Le pourvoi en cassation
Vous
avez la possibilité de vous pourvoir en cassation dans les cas suivant:
-
excès de pouvoir;
-
vice de forme;
-
violation de la loi.
Le
recours se fait devant le tribunal administratif par l'intermédiaire d'un
avocat selon la procédure écrite. Le pourvoi qui doit être motivé n'est pas suspensif d'exécution
de la décision de la commission de taxation d'office.
2.
Procédure de cassation
Le
pourvoi en cassation doit être déposé au greffe du tribunal administratif
dans un délai de 30 jours à partir de la date à laquelle la décision de la
commission spéciale de taxation d'office vous a été notifiée.
3.
Arrêt du tribunal administratif
Le
tribunal statue au vu des mémoires produits par les parties avec la possibilité
d'audition de ces parties ou de leurs mandataires. Lors de leur audition, ces
derniers ne peuvent que développer le contenu des mémoires qu'ils ont présentés.

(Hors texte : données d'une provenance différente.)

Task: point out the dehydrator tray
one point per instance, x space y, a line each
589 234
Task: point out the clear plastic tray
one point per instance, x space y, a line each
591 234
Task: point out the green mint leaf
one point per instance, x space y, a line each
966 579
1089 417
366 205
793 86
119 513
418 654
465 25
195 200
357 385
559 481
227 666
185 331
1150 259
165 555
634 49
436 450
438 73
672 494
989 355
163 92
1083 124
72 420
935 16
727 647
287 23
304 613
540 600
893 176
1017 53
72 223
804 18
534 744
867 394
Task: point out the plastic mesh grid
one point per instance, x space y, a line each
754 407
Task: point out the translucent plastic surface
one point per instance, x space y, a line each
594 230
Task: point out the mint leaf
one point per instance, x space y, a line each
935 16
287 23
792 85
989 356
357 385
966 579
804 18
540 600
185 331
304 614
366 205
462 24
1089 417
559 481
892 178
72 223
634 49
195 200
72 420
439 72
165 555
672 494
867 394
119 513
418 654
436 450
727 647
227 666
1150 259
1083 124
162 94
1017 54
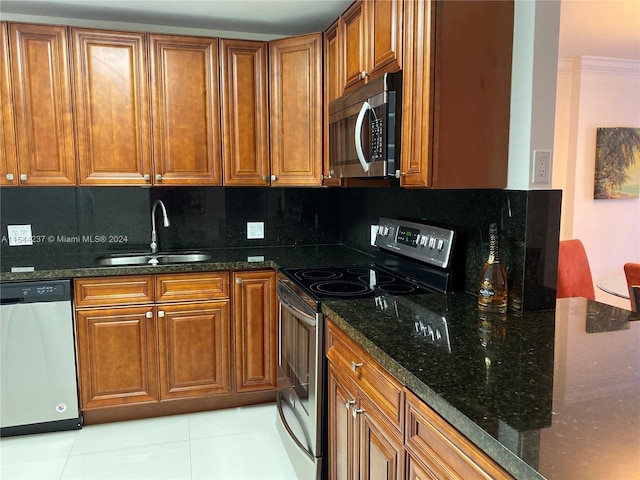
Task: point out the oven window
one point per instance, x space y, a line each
297 354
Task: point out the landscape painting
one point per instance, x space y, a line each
617 163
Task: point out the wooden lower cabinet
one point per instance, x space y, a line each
362 445
194 353
366 442
255 327
152 345
117 355
441 449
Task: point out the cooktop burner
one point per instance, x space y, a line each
349 282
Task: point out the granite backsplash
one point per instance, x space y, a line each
109 219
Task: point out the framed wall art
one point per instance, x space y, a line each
617 163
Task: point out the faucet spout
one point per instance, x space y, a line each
165 223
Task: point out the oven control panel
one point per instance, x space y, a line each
426 243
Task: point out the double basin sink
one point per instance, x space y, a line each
160 258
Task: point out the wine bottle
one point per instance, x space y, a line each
492 288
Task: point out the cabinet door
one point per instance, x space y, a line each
341 426
333 88
354 30
245 133
381 454
296 110
117 356
185 113
112 107
255 327
8 154
417 471
417 95
194 349
43 108
385 40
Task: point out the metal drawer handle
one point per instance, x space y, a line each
355 366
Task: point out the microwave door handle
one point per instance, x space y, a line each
358 136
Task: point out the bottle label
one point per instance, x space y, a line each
486 291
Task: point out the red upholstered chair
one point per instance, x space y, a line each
574 273
632 272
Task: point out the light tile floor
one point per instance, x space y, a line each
239 443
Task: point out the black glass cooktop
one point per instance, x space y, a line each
352 282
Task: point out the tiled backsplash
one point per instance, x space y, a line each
104 219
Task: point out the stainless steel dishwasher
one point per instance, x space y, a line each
39 388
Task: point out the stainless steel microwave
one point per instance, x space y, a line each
364 130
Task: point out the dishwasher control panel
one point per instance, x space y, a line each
28 292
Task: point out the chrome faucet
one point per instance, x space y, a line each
165 223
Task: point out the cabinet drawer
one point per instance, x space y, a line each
442 449
372 379
92 292
192 286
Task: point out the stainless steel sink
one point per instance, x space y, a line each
161 258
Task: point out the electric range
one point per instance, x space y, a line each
412 258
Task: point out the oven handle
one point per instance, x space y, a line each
286 426
309 320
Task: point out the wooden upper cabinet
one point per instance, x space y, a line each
354 28
245 132
373 37
456 85
112 107
333 88
8 153
296 110
185 111
417 94
43 106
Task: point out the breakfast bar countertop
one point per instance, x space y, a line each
551 394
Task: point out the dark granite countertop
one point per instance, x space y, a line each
552 394
85 265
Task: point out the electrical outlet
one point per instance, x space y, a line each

Le tribunal peut rendre deux sortes d'arrêt:
a. rejet du pourvoi
Dans
cette situation, la décision de la commission spéciale de taxation d'office
devient définitive et non susceptible de recours.
b.
cassation de la décision de la commission
Dans
ce cas, l'affaire est renvoyée devant ladite commission autrement composée pour être
examinée et jugée de nouveau. La décision de la commission vous
est notifiée par lettre recommandée avec accusé de réception ou par les agents
de l'administration.
Vous
avez la possibilité de vous pourvoir en cassation contre la décision de la
seconde commission, en observant la même procédure et les mêmes conditions prévues
au paragraphe 2 ci-dessus intitulé "procédure de cassation". Dans
ce cas, le tribunal administratif examine l'affaire quant au fond et statue sans
renvoi. L'arrêt ainsi rendu acquiert l'autorité de la chose jugée.